Employers must issue it every year on or before 15 June of the next year, immediately after the financial year in which the tax is deducted.
The latest Form 16 is designed in such a way that it can directly be used to report all the information to be entered in the new ITR-1 form. It will contain information on the deductions you have claimed, the salary earned, and exemptions availed.
Form 16 is divided into two components – Part A and Part B. In case you lose your Form 16, you can request a duplicate from your employer.

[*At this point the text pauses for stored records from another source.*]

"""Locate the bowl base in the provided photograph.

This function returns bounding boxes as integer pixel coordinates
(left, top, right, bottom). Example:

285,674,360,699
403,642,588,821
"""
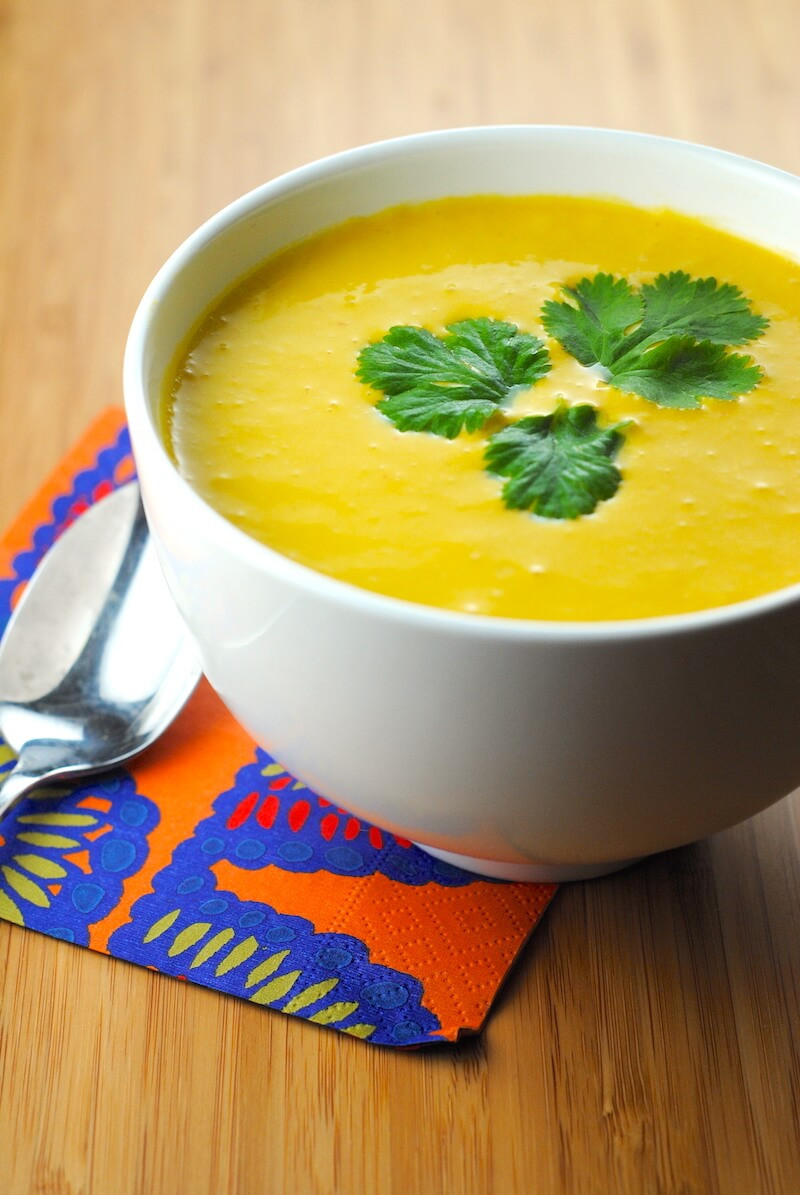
415,843,644,882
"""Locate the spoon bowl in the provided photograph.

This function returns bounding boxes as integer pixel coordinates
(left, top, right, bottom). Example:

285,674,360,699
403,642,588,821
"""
0,481,202,817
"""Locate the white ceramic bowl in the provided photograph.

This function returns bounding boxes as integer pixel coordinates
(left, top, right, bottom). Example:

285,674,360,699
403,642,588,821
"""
124,126,800,881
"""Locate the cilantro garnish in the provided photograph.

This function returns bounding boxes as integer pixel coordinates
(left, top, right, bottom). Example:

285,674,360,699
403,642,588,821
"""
541,271,767,408
484,402,628,519
355,270,768,521
356,318,551,438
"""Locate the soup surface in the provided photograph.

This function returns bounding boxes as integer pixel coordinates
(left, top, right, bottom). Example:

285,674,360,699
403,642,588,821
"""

This component of Form 16 is very important which every taxpayer must keep in mind while filling his/her ITR. If the taxpayer has earned income other than salaries like interest, commission, rent and so on. Details of tax deducted on such incomes are available in Form 16A which is issued to the taxpayer by the party which has made those payments.
It is also important to note that if you have changed your job in one FY, every employer will issue a separate Part A of Form 16, for the period of employment.
Some of the components of Part A are:
- Name and address of the employer
- Tax Deduction and Collection Account Number (TAN) & Permanent Account Number (PAN) of employer
- PAN of the employee
- Summary of tax deducted & deposited quarterly, which is certified by the employer
Form 16 B
Part B of Form 16 is an annexure to Part A. If you change your job in one financial year, then it is for you to decide if you would want Part B of the Form from both the employers or from the last employer.
Some of the components of Part B notified newly for the FY 2019-20 are:
- Detailed breakup of the salary
- Detailed breakup of the exempted allowances under section 10
- Deductions allowed under the income tax act (under chapter VIA)
Specific fields are notified for deductions mentioned below:
- Deduction for the life insurance premium paid, contribution to PPF, etc., under section 80C
- Deduction for the contribution to pension funds under section 80CCC
- Deduction for the employee’s contribution to a pension scheme under section 80CCD(1)
- Deduction for the taxpayer’s self contribution to a notified pension scheme under section 80CCD(1B)
- Deduction for the employer’s contribution to a pension scheme under section 80CCD(2)
- Deduction for the health insurance premium paid under section 80D
- Deduction for the interest paid on loan is taken for higher education under section 80E
- Deduction for the donations made under section 80G
- Deduction for the interest income on savings account under section 80TTA
If You Miss The Deadline
The last date to file your ITR for the financial year 2018-19 or the assessment year 2019-20 is July 31, 2019, unless it is extended by the government.
If you have missed the deadline for filing the ITR, don’t worry you will be allowed to do so, it is named as belated ITR. To file the belated ITR for the FY 2018-19 is March 31, 2020. You should avoid filing it late as it will lead to notice from the tax department. Only after the notice from the I-T department, you will be allowed to fill the form with late fee levied.